Bagi Darma Putra, istlah pariwisata Bali di persimpangan jalan perlu disimak dengan baik agar tidak keliru berfikir pada keharusan untuk memilih ‘belok kiri’ (membangun di Bali sebatas memenuhi hasrat investor) atau ‘belok kanan’ (membangun Bali yaitu membuat Bali lebih baik), tetapi bagaimana menjaga keseimbangan dinamik antara kepentingan keduanya.
“Situasi pandemi memberikan pelajaran untuk mewujudkan pariwisata yang lebih baik alias better tourism,” ujarnya.
Pariwisata Alternatif
Dalam presentasinya, Janet de Neefe menyampaikan berbagai poerkembangan pariwisata Bali, khususnya berdasarkan pengalamannya sebagai wisatawan (Australia asal Melbourne) yang kemudian menikah dan membuka usaha restoran dan akomodasi di Ubud.
Dia mengungkapkan pengalaman Bali membangun pariwisata menjadi lebih baik.
Janet de Neefe.
yang paling menonjol adalah gagasan membangun pariwisata alternatif seperti melaksanakan Ubud Writers and Readers Festival dan Ubud Food Festival.
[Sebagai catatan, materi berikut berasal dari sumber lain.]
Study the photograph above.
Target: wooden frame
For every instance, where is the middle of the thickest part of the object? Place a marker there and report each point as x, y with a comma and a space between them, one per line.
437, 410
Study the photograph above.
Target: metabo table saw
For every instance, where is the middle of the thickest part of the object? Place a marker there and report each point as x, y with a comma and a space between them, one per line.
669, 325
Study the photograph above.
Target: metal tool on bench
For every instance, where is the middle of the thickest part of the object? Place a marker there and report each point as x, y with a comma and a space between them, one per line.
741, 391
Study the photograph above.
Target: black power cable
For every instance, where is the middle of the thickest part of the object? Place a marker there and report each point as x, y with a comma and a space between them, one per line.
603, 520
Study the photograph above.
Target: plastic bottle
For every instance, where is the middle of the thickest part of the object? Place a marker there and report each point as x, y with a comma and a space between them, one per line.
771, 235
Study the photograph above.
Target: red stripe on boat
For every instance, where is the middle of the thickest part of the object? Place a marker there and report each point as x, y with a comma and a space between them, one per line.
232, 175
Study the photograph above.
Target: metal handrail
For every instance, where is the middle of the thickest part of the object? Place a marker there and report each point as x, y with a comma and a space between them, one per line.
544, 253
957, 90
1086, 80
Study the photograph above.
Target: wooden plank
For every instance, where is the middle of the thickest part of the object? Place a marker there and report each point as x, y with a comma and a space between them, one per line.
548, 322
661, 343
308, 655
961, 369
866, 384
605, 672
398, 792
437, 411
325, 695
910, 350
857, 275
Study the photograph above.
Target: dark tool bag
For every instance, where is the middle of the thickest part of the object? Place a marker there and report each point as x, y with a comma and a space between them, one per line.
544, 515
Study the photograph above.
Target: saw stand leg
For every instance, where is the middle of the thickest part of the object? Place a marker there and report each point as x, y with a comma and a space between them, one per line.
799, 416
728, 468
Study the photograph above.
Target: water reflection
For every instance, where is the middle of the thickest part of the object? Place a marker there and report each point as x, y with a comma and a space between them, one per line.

Kedua festival kelas dunia itu dirintis Janet dan timnya di Ubud sehingga berhasil membangun citra Ubud yang lebih baik.
Agung Wardana, penulis buku Contemporary Bali: Contested Space and Governance (2019), meninjau secara kritis dan teoritis pembangunan pariwisata Bali yang berada dalam pusaran ‘grow or die’, bangun atau mati. Jika pariwisata Bali dibangun terus, katanya, tentu banyak sumber daya yang dialihfungsikan, jika tidak dibangun pariwisata Bali akan mati karena akan kalah saing dengan destinasi lain.
Dosen Fakultas Hukum UGM ini memaparkan berbagai solusi praktis dan teoritis dengan segala implikasinya, namun di antara banyak pilihan itu dia memilih untuk usaha pemberdayaan masyarakat dan kelembagaan.
Diskusi Hangat
Seminar berlangsung hangat sejak awal sampai akhir, diwarnai dengan pertanyaan kritis dari peserta. Karena waktu terbatas, semua pertanyaan dan gagasan yang muncul tidak bisa dibahas dalam seminar, tapi ditampung oleh PUPAR untuk nanti dijadikan masukan dan bahan kajian.
dalma penutupan, Ketua PUPAR Agung Suryawan menyampaikan terima kasih kepada narsumber dan peserta atas pertanyaannya yang banyak dan menarik.
“Semua berguna untuk membuat kajian perkembangan parwisata Bali khususnya dan Indonesia pada umumnya,” ujar Dr. Agung Suryawan yang meraih Ph.D-nya dari University of Queensland, Australia itu.
Koprodi S-2 Pariwisata Dr. Ir. I Gusti Ayu Oka Suryawardani, M.Mgt., Ph.D. menyampaikan rasa puasnya terhadap perkembangan pemikiran dan pembahasan isu pariwisata dari pembicara dan peserta diskusi.
“Analisisnya bagus dan tajam sehingga banyak tambahan bahan untuk merumuskan gagasan pengembangan kepariwisataan Bali,” ujar Koprodi yang akrab disapa Agung Dani.
Agung Dani yakin diskusi juga bermanfaat pada peserta yang kebanyakan dosen dan peneliti pariwisata. “Kami dari lembaga senang berbagi untuk kemajuan bersama dan tentu saja kemajuan studi dan industri pariwisata Bali,” ujar Agung Dani (dap).